I popped up, dusted myself off, and even put my jump back up, to my applause and cheering from the jump crew. Not the cheering I was hoping for but better than nothing I guess?
I climbed back on my horse and hopped over a couple of oxers in the warm up ring before calling it a day, since there were no other 3’6 classes to enter for the day. Val was the tiniest bit sticky over the first fence, but all he needed was a cluck to hop over. I ended on an oxer where I really asked him to move up out of the corner and take a bit of a long spot, just to make the point that even if it makes it a little harder, he can leave the ground from there, and needs to do so when I ask or things get uglier. He hopped over and I felt as good as was possible about ending on that note.
Over all, I’m pretty disappointed in myself for making that same mistake twice, both times in a bending line to a double. I know better, and while making the mistake once is forgivable, doing that to my horse twice means I just wasn’t thinking, and that’s not ok. There are certainly lots of reasons for why I wasn’t thinking quickly–I was tired, it was a long weekend, moving up is hard, etc. etc.–but my horse expects more of me, and I expect more of myself.
So we’ve got our work cut out for us this winter. I plan to set up several bending lines and wherever possible add a double to the out, though our ring is only so big. There’s going to be a lot of work on rateability with my horse, and that hind end needs to get under control so we don’t fish tail so much on course. His canter also need to improve so that it’s coming from behind more and doesn’t get so short and tight when I try to package him up. Part of this will involve some rehab type stiff this winter.
I need to do some longer courses so that I can get through a long weekend without frying my brain, and I just plain need to get strong after seeing some of the landing photos where I’m landing in a heap/catching him on the back side of the oxers.
I also need to nail down why my right side wants to get so scrunched, and really get my leg underneath me all the time so it’s more effective.
And the biggest thing of all? I need to trust my eye more, and nip that leaning for the long ones habit in the bud.

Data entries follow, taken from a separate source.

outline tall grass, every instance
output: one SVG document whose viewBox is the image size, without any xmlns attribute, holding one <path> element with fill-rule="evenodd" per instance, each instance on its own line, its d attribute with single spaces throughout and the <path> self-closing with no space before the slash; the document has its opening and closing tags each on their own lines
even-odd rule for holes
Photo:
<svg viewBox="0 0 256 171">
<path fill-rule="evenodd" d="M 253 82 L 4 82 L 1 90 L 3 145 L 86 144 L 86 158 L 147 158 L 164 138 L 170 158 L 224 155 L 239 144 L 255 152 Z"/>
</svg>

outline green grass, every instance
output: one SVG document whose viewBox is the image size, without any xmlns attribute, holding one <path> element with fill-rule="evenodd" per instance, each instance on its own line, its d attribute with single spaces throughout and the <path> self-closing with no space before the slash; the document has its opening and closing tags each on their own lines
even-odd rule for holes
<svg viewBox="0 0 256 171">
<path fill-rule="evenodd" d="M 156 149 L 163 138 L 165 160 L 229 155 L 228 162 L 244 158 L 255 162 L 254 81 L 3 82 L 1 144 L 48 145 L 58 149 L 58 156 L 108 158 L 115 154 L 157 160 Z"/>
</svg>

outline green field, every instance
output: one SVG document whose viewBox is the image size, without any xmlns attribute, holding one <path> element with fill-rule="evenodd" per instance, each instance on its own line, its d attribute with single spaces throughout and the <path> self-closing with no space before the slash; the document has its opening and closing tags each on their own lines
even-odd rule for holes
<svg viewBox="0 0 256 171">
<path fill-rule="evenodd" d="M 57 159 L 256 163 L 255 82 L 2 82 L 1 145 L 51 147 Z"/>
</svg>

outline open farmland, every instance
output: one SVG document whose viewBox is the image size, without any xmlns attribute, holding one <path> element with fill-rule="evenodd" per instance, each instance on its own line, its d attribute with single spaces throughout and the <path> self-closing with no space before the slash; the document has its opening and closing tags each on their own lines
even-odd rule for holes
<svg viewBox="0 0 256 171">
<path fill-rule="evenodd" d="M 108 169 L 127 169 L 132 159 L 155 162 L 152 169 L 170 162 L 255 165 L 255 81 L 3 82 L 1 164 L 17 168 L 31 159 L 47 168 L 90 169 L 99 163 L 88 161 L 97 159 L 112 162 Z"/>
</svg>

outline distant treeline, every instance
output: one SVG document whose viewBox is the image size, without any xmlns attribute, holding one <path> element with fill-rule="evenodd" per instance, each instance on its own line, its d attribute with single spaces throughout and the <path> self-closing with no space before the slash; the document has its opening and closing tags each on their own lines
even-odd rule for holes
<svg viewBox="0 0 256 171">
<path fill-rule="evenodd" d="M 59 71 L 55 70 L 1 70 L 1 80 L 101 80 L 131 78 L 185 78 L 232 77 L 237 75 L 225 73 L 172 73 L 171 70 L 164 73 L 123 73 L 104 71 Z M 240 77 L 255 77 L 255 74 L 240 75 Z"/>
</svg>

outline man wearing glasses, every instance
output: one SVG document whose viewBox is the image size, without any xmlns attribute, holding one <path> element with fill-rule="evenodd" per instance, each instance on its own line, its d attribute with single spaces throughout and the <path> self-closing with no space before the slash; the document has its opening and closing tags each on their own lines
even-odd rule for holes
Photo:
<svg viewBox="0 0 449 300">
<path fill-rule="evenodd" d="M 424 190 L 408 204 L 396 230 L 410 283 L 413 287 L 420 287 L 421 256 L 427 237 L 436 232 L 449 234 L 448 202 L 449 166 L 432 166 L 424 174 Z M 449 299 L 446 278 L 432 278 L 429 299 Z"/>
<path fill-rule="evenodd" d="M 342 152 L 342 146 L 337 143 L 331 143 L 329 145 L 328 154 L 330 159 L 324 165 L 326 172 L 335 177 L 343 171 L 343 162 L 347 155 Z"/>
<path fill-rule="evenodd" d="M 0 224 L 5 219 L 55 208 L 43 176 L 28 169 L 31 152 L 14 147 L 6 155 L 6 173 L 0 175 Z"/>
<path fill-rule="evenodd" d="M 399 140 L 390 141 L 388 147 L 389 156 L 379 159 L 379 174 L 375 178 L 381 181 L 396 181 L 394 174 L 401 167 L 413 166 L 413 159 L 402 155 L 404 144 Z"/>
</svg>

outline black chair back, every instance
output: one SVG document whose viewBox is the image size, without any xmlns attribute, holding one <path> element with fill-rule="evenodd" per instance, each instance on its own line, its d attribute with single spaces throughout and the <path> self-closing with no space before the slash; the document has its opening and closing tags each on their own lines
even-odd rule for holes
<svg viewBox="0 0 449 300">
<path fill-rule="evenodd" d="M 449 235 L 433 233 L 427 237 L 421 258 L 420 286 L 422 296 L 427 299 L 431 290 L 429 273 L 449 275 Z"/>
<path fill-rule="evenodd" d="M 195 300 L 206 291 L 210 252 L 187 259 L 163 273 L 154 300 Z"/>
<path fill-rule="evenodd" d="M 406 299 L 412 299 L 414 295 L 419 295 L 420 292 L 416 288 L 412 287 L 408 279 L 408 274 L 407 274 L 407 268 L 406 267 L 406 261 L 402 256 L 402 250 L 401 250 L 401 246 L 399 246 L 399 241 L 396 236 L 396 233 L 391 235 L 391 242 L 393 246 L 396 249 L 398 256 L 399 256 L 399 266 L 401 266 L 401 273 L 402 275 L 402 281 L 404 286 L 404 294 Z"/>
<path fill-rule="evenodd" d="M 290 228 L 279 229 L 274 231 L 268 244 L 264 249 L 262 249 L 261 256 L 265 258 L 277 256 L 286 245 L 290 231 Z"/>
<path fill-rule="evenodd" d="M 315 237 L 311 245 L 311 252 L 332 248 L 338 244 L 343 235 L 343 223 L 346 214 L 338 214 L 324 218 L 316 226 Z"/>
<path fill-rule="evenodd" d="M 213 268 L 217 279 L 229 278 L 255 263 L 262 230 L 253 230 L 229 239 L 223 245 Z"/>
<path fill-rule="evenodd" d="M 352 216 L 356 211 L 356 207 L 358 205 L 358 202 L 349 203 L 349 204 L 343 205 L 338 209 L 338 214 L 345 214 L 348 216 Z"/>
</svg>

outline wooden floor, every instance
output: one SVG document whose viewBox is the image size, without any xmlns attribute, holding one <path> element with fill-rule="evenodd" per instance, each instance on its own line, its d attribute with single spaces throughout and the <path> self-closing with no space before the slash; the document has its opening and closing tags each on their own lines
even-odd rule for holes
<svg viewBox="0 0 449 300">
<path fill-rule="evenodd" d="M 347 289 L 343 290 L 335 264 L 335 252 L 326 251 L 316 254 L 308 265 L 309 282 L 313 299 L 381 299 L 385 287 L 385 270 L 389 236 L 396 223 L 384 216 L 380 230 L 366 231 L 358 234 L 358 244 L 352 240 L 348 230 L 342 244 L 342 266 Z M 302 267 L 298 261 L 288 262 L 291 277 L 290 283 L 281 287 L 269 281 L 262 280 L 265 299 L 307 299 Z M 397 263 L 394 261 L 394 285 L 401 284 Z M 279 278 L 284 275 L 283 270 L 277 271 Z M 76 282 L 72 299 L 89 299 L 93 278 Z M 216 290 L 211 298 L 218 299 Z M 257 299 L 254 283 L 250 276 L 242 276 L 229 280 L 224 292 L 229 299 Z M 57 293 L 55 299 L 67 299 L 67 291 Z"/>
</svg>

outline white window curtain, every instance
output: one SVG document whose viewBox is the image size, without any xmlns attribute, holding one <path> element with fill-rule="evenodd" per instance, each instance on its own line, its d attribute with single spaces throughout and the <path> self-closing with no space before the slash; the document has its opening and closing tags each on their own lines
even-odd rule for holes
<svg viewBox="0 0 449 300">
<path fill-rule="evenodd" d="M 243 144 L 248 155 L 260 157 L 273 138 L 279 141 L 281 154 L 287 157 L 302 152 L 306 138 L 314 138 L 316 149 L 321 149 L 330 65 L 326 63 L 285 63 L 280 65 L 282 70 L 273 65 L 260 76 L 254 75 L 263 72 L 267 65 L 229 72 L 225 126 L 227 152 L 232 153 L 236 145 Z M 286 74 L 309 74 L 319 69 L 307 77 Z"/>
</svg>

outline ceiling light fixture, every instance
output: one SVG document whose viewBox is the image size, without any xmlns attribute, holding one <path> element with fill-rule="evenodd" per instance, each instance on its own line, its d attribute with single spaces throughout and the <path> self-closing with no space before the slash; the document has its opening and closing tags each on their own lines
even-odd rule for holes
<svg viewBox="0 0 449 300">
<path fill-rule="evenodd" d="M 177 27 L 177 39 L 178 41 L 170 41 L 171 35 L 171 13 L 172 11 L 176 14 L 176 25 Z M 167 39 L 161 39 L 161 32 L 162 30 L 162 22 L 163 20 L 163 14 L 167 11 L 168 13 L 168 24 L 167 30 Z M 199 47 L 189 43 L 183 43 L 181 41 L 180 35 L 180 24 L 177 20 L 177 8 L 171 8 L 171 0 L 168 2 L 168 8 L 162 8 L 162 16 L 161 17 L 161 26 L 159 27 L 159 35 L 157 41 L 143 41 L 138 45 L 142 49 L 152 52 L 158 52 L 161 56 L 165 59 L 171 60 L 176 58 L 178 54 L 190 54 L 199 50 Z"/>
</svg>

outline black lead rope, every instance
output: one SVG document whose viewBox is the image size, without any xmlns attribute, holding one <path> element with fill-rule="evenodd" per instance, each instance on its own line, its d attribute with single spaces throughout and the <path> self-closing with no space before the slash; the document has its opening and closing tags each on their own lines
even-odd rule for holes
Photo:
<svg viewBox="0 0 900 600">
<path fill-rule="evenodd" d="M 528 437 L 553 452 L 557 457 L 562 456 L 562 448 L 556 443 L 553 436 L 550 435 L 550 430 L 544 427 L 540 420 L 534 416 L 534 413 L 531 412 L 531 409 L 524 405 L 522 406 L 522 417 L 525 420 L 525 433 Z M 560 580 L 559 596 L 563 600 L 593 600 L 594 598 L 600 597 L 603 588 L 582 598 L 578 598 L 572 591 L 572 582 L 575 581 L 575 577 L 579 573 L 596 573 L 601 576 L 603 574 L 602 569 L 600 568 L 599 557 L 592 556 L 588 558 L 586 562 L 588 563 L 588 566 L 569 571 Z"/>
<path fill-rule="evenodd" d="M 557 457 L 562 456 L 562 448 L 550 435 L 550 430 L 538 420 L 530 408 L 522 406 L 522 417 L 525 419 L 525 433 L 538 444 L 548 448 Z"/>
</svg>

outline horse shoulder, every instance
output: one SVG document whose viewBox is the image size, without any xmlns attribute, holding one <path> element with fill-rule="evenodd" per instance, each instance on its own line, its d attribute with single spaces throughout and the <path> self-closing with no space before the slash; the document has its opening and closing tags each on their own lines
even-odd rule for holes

Once in a while is one thing, but this has been an issue for a while, and it’s only going to make things harder and harder as we continue to progress and try to move up. So we’ve got a brief break where things will be easy and low pressure, but then the pressure is on. After cleaning up in the 3′ and 3’3 the past two weekends (which also booth felt and looked small), I know this move up is appropriate, but it’s hard, and it’s my job to set my horse up for success. Come the 2017 show season, I will be ready for the rated adult jumper divisions!
On the plus side, we did ribbon in every class that I finished, and since all of the classes were add back, all I paid for out of pocket after our winnings was the office fee, the stall, and a few of his bags of shavings. That’s the most money I’ve ever won at a show, and that was a definite win. I still consider this to have been a successful move up show after all, since my horse was brave and never once spooked or felt worried about the height other than a general feeling that he noticed they were bigger. Despite my mistakes, he bailed me out more than once, and I just used up my quota of mistakes this weekend.